Atrioventricular (AV) septal defects comprise a range of malformations characterized by varying degrees of incomplete development of the inferior portion of the atrial septum, the inferior portion of the ventricular septum, and the AV valves.
These anomalies have also been called endocardial cushion defects and AV septal defects.
The basic defect is a deficiency of the AV septum which separates the left ventricular inlet from the right atrium. It causes anomalies that range in severity from a small ostium primum atrial septal defect to a complete AV septum, which also involves defects in the interventricular septum and the mitral and tricuspid valves.
The atrial septum forms during the embryonic development of the heart. Defects may develop at a number of locations in the wall.
Most commonly the defect involves the foramen ovale, an oval-shaped hole in the wall that is present in all children during the fetal period but closes spontaneously soon after birth. If the foramen ovale is larger than it should be or if the flap of tissue that usually closes it is displaced or deficient, the hole may remain after birth.

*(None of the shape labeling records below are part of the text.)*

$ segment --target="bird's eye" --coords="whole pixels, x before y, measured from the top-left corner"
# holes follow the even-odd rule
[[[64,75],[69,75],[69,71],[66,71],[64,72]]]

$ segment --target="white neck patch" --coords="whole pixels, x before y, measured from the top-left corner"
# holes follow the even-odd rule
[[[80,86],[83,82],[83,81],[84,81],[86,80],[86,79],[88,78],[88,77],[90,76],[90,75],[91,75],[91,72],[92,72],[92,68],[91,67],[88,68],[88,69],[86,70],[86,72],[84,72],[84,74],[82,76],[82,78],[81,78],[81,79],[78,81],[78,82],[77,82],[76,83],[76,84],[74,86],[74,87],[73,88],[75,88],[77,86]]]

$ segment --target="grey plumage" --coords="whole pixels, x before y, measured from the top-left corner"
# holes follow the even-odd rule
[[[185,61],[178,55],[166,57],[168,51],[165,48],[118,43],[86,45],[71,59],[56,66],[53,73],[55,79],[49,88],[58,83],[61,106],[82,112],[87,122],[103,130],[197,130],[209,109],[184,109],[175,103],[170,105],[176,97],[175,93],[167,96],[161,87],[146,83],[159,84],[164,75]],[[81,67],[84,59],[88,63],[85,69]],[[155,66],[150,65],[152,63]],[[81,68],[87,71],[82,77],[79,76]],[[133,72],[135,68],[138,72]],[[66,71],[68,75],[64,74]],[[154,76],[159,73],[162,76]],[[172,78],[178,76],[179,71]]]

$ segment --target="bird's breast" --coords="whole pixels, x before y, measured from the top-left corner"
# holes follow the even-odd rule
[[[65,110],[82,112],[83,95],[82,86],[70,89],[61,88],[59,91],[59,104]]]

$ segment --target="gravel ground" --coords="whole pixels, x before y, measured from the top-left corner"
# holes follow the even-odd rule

Perhaps 25 percent or more of atrial septal defects diagnosed incidentally, because a murmur is heard, or through echocardiography done during infancy, will close spontaneously.
When the child reaches 2 or 3 years of age, most atrial defects that are producing clinical signs (enlarged right heart, substantially increased pulmonary blood flow), although not necessarily symptoms, should be repaired.
An atrioventricular septal defect (canal defect) is usually quite complex, and can be partial or complete.
The complete defect, which is more comon, involves the portion of the heart where that atrial septum (the wall vertically dividing the heart's upper chambers) meets the ventricular septum (separating the heart's lower chambers), as well as the valves - mitral and tricuspid - that divide these chambers horizontally.
Partial defects involve only the lower portion of the atrial septum (called ostium primum atrial septal defect and usually associated with a mitral valve defect) or, rarely, may involve only the ventricular septum, with or without a mitral valve abnormality.
The effect of the complete canal defect is a large hole spanning both the upper and lower parts of the septum and the presence, in place of two discrete mitral and tricuspid valves, of one large valve that spans both sides of the defect.
The defect is compounded by the fact that this rudimentary valve does not always close properly, so that some of the blood flows back, or regurgitates, into one of the upper chambers.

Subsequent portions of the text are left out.